To mark the beginning of Men’s Health Week, the Movember Foundation has launched its first podcast.
Lifting the lid on society’s often damaging ideals about masculinity, each episode seeks to challenge people across the globe to re-think what it really means to be a man.
The podcast – Movember Radio: Continuing the Conversation – will air stories from men around the world who share personal, empowering and often funny narratives behind the experiences, people and decisions that have shaped their lives. These are real men talking about real issues.
Running all year, each week the series will feature a one-on-one interview, hosted by Mo Bro and TV personality Osher Günsberg. The first episodes released feature interviews from a diverse range of inspiring men who have overcome odds and faced tough challenges, including:
- Kurt Fearnley, paralympian and wheelchair racer
- George Parros, former American ice hockey player
- PJ Roberts, former football (soccer) player and testicular cancer survivor
- Tom Carroll, former professional surfer
- Adam Garone, CEO and co-founder, the Movember Foundation.
As one of the world’s leading men’s health organisations, the Movember Foundation knows first-hand the key challenges faced by men today, many of which revolve around traditional stereotypes relating to masculinity and what it means to be a ‘man’. This can lead to reluctance to take action on well-being issues and an unwillingness to have conversations about significant life events.

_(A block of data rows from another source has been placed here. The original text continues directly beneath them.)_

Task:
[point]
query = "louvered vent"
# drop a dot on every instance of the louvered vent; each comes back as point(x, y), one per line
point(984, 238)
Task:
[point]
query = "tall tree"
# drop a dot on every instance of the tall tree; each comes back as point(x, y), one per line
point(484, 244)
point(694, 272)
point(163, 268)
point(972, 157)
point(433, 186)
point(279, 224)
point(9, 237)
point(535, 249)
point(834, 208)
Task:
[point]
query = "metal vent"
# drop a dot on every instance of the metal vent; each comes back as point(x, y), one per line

With one man dying by suicide every minute around the world and three times as many men dying of suicide than women, the Foundation is determined to highlight these issues and continue conversations that began with the growth of a hairy upper lip last Movember, ultimately moving the dial on the state of men’s health.
Adam Garone, CEO and co-founder of the Movember Foundation, says men often compare themselves against a masculine ideal which values power, strength, control and invincibility.
“From a young age, our society teaches boys they need to act tough and not talk about how they’re feeling. Men are expected to be a provider and protector, in control at all times and never vulnerable. If you break any of these ‘rules’, you supposedly aren’t a real man,” said Garone.
“As men, we often don’t like talking about how we’re feeling or discussing the impact of significant life events such as the breakdown of a relationship, loss of a job or becoming a father, but the reality is that we all go through tough times. It’s how men deal or don’t deal with these moments that has an affect on mental health and, unfortunately, suicide rates.
“Our aim for the Movember Radio podcast is to share the ‘hairy’ tales that inspire men to have real conversations and make simple changes that can lead to a big difference to their lives and their families,” said Garone.